Given that trade and tariffs are so much in the news, I explain how trade imbalances arise, and therefore why tariffs make no sense.
Video Length: 00:04:47
Economists who broadly understand that trade deficits accompany budget deficits express it in terms of national accounts, in this equation. (Imports – Exports) = (Investment – Savings) + (Government Spending – Taxes) This is why a trade deficit is usually accompanied by an excess of government spending over taxes, or when there is net investment over savings. But we need a better explanation than just a mathematical identity, which, quite frankly, leaves most of us still wondering why.
The easiest way to understand why is to imagine an economy with sound money, whose quantity neither expands nor contracts. Because we have to pay for imports with hard money, our imports are restricted to the hard money we are prepared to pay. Of course, we can allocate some more of our money to imports, but we will have to sell something else to do so. Normally, this would mean attracting foreign buyers for our exports, because if we don’t match extra imports with extra exports, we will soon run out of money. In other words, we cannot live beyond our means. So, with sound money, there can be no persistent trade deficit, and nor can there be a persistent budget deficit. For all practical purposes, deficits cannot exist in a world of sound money.
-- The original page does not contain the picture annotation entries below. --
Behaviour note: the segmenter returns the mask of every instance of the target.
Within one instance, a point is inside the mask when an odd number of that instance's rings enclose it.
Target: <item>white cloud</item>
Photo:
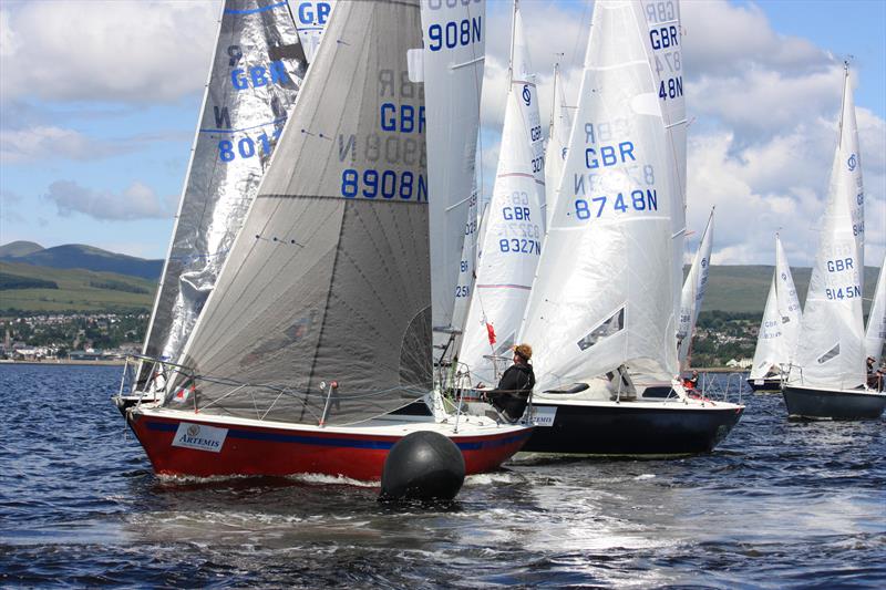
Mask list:
[[[44,198],[55,204],[61,216],[81,213],[95,219],[115,220],[172,217],[176,201],[175,197],[159,197],[138,182],[115,194],[84,188],[71,180],[56,180],[49,186]]]
[[[9,4],[0,97],[173,101],[203,86],[218,2]]]
[[[816,71],[833,62],[808,40],[776,33],[753,3],[683,2],[680,17],[687,68],[693,75],[740,76],[743,70],[761,65],[785,72]]]
[[[120,153],[120,146],[94,142],[79,132],[61,127],[38,126],[22,131],[0,130],[0,162],[3,164],[19,164],[54,156],[92,159]]]

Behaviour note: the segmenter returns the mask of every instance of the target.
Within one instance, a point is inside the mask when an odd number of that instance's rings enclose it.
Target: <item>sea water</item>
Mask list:
[[[884,420],[789,422],[745,392],[708,455],[519,455],[452,505],[391,507],[333,477],[157,478],[120,374],[0,365],[0,586],[886,587]]]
Savings, other than relatively unimportant changes in our day-to-day cash balances, must also match investment, because there is no expansion of bank credit in our sound money example. Now let’s address the current situation. If we want to import some goods without having the money to hand, we just go to the bank and the bank creates credit money out of thin air. This is because banks loan money into existence. So, we no longer have to sell something to pay for our imports. And if our government spends more than it receives in taxes, it simply adds extra money into the economy. Again, this is an extra source of money no one has earned, created out of thin air, this time by the government. It allows us as a nation to import more goods than we export.